Three health care providers in California have agreed to pay $22.5 million pursuant to two settlement agreements in order to resolve claims that they violated the federal False Claims Act and the state False Claims Act by submitting false claims to Medi-Cal related to Medicaid Adult Expansion under the Patient Protection and Affordable Care Act. Beginning in January 2014, Medicaid in California was expanded to cover previously uninsured adults between the ages of 19 and 64 without dependent children and with annual income up to 133% of the federal poverty level pursuant to the Affordable Care Act. The federal government contracted with the state government to fully fund the state expansion coverage for the first three years of the program. In funding the program, if a county-organized health service did not spend at least 85% of the funds it received for the Adult Expansion population on allowed medical expenses, the county-organized health service was mandated to return the difference between 85% and what it actually spent to the state. The state was thereafter obligated to return the amount back to the federal government.
The hospitals and medical centers, owned by Dignity Health, a nonprofit health system, were alleged to have knowingly submitted false claims to Medi-Cal for “enhanced services” that Dignity purportedly provided to the Adult Expansion patients of a county-organized health service. The United States government and the state asserted that the payments were not “allowed medical expenses” permitted under the agreement between the federal government and the state department of health care services; were pre-determined amounts that did not reflect the fair market value of any enhanced services provided; and/or the enhanced services were duplicative of services already required to be rendered.
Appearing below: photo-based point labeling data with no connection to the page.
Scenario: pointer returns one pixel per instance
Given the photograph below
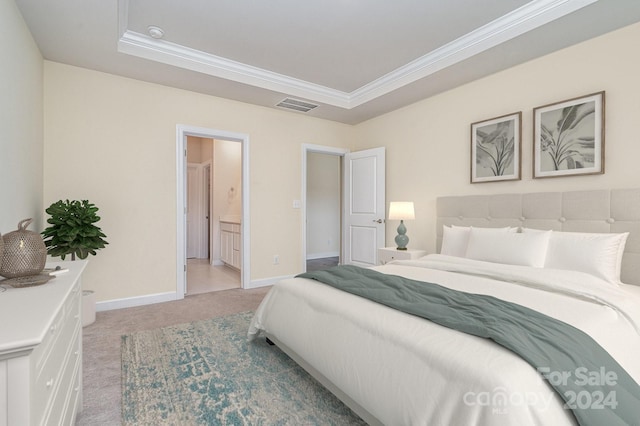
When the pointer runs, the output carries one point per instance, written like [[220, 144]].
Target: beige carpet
[[101, 343]]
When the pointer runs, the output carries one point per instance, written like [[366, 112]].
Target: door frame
[[319, 149], [182, 131]]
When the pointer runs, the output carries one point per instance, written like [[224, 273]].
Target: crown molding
[[524, 19]]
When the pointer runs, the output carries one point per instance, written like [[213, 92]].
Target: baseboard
[[266, 282], [150, 299], [131, 302], [322, 255]]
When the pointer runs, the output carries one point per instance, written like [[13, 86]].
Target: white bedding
[[405, 370]]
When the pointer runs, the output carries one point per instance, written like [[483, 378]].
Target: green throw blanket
[[597, 389]]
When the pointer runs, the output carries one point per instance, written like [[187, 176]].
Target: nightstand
[[387, 254]]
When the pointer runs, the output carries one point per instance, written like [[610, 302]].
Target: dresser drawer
[[65, 342], [67, 386]]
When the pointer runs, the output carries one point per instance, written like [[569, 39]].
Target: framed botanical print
[[495, 149], [568, 137]]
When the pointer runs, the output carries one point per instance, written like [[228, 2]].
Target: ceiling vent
[[296, 105]]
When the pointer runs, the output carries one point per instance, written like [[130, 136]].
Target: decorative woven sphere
[[24, 252]]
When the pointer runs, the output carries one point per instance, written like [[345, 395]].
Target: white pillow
[[509, 248], [595, 254], [455, 238]]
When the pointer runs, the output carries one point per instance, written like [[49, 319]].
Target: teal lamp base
[[401, 239]]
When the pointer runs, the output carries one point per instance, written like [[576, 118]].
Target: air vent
[[296, 105]]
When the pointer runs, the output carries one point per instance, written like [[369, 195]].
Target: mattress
[[406, 370]]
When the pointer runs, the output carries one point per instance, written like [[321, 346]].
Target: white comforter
[[405, 370]]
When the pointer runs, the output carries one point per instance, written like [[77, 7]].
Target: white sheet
[[406, 370]]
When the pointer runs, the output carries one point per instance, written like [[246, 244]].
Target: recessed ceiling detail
[[356, 61], [526, 18]]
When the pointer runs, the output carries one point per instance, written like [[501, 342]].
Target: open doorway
[[362, 187], [220, 196], [323, 203], [214, 206], [322, 200]]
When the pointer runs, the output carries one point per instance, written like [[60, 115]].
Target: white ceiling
[[355, 59]]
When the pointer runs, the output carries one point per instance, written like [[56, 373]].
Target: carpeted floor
[[207, 373], [102, 388]]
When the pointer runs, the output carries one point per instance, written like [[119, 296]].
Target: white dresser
[[41, 351]]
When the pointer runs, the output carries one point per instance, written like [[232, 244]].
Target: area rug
[[207, 373]]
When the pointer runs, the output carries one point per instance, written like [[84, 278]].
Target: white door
[[193, 210], [364, 190]]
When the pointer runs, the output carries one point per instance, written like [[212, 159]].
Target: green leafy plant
[[563, 143], [73, 230], [496, 148]]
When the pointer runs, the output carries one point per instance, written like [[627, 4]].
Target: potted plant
[[73, 230]]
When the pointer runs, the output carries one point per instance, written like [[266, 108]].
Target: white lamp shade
[[401, 210]]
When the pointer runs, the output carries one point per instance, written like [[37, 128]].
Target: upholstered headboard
[[615, 210]]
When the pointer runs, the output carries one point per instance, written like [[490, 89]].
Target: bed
[[394, 368]]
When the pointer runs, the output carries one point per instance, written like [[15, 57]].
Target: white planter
[[88, 307]]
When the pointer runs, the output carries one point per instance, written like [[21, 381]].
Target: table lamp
[[401, 210]]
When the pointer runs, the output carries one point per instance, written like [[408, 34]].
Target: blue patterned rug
[[206, 373]]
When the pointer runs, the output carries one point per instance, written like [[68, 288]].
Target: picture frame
[[568, 137], [496, 149]]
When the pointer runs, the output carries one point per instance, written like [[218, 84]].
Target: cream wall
[[428, 146], [99, 132], [21, 115]]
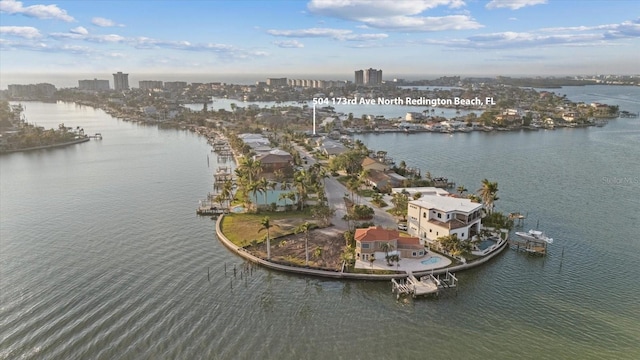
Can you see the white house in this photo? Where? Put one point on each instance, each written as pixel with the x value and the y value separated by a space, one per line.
pixel 433 216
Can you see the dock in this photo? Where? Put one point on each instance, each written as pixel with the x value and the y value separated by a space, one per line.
pixel 534 247
pixel 426 285
pixel 210 211
pixel 97 136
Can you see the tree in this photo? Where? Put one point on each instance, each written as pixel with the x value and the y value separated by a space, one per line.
pixel 400 203
pixel 324 213
pixel 304 228
pixel 249 168
pixel 264 185
pixel 488 193
pixel 254 188
pixel 301 181
pixel 386 247
pixel 266 224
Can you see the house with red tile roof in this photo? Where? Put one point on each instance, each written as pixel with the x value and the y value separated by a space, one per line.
pixel 369 242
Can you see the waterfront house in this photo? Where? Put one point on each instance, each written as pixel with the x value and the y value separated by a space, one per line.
pixel 371 164
pixel 369 242
pixel 433 216
pixel 331 148
pixel 382 180
pixel 274 160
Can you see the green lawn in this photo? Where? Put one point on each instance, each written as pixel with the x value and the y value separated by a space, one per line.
pixel 241 229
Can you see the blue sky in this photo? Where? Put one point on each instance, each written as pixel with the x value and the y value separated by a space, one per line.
pixel 336 37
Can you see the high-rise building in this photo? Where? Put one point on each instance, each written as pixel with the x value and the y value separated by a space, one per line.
pixel 120 81
pixel 277 81
pixel 149 84
pixel 94 85
pixel 359 77
pixel 372 77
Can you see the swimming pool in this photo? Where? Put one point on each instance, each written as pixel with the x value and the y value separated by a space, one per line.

The civil settlements here include the resolution of claims brought under the qui tam or whistleblower provisions of the False Claims Act. Under the False Claims Act, a private party can file an action on behalf of the United States and receive a portion of any recovery. The investigation and resolution of this case reflect the government’s emphasis on cracking down on healthcare fraud. One of the most powerful tools available to the government is the False Claims Act.